March 13, 2012

Take a Breather


Sometimes I get a client who “can’t fog up a mirror.” No, not dead, this client just had no visible signs of breathing.

Her presentation was odd stiffness on the right side of the spine at T-3, not pain, but not feeling right. I was thinking some sort of paraesthesia. She uses her right arm and side a lot at work, and has what a lot of us therapists would call “Type A” personality.

And as she talked, I could hear her.
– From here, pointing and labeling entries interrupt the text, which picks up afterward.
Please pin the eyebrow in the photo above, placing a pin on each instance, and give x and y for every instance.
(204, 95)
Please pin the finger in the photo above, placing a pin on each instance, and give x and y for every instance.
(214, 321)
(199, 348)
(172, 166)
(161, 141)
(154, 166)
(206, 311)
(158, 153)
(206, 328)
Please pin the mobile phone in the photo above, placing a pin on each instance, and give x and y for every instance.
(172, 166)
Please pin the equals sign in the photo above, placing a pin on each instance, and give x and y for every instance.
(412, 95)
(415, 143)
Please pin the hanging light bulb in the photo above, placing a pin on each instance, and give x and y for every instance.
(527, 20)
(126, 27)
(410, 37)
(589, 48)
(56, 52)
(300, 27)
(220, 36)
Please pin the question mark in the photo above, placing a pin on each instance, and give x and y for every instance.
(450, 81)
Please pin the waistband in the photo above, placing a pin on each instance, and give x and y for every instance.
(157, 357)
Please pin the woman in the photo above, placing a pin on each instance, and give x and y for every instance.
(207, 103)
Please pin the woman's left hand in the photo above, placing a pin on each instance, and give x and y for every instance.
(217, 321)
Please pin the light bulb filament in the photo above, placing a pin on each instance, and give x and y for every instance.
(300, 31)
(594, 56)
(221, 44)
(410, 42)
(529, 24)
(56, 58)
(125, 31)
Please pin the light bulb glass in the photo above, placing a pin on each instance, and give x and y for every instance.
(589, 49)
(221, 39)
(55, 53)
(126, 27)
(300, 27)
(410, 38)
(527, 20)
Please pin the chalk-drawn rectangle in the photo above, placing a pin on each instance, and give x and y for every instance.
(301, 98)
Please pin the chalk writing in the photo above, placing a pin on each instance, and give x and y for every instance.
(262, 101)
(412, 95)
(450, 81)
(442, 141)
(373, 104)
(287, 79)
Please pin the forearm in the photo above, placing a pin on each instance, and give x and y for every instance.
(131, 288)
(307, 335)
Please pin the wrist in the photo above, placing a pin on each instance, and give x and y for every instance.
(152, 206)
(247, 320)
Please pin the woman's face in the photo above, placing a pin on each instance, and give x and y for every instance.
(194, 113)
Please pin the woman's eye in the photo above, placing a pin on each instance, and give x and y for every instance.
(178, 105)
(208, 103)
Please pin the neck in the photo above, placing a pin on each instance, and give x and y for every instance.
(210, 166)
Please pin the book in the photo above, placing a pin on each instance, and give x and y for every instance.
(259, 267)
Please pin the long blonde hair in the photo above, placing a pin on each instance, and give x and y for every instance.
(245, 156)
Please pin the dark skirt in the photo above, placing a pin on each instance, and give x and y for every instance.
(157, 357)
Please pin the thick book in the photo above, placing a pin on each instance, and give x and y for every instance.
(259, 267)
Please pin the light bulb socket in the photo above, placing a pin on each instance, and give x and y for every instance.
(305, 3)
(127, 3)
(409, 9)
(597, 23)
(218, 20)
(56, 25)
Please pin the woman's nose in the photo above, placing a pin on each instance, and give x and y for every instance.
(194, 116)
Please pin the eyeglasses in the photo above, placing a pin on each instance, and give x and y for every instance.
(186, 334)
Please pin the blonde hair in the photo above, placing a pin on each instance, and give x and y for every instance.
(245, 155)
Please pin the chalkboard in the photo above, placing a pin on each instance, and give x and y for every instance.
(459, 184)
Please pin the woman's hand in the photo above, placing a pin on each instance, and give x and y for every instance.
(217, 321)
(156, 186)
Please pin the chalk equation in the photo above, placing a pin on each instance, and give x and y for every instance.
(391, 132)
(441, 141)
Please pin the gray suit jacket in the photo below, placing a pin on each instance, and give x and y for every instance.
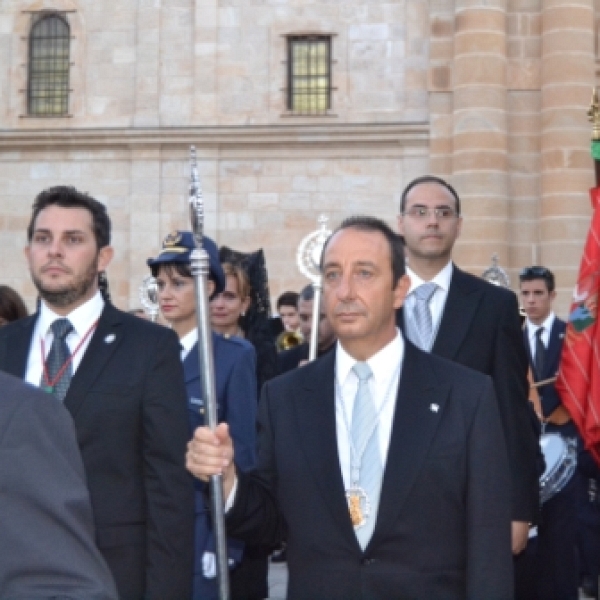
(47, 547)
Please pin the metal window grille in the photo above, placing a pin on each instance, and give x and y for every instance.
(48, 86)
(309, 74)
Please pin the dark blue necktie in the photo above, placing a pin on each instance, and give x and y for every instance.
(540, 352)
(57, 358)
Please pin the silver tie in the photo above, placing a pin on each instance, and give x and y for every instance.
(421, 334)
(365, 439)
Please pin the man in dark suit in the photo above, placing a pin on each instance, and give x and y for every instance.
(385, 466)
(297, 356)
(121, 379)
(474, 323)
(554, 571)
(47, 545)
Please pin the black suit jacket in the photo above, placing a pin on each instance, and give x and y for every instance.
(480, 328)
(128, 401)
(443, 525)
(549, 397)
(47, 546)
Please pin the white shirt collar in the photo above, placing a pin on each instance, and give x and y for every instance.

But shuckers, I could not detect her taking a breath. In or out. Nada.

I also noticed her chest looked very tight, with her sternum and shoulders looking relatively large and her posture too perfect. I thought about the “Charles Atlas” or “military posture” in which people have too erect a posture and hyper-inflated chests. A classic form of a person in a hurry with a lot of responsibility and a sense of loss of control. Hmmn. That is modern life, isn’t it?

Hey, whatever I observe, the massage tells the story. This lady had severe knots in the anterior serratus, traps, thoracic erectors and stabilizers. And a heck of a time breathing,

After a warm-up massage, I decided to try for a breath. Prone, with the shoulder supported by a thick towel, I rotated the arm onto the low back and applied medium pressure with my ulna to the T-3 zone next to the spine.

And I waited. How long? 15 seconds? A minute? With no overt response. It seemed as though her entire body took a pause. Then the belly expanded, her thoracic spine began to soften. With the arm rotated behind her, the SCMs, serrati and traps couldn’t provide their usual forced inspiration. We have diaphragm!

As these things often do, the story poured out. She had been working a lot and she had a bad blood test. She had several expensive scans and a biopsy, stretching over two months, before the doctors figured it out. It was an unusual auto-immune disorder, with no choice of drug except steroids.

With all that stress, her breath had gotten “tight” and simply would not calm down. When she came out of my therapy room, the “football shoulders” were gone. She looked pretty relaxed.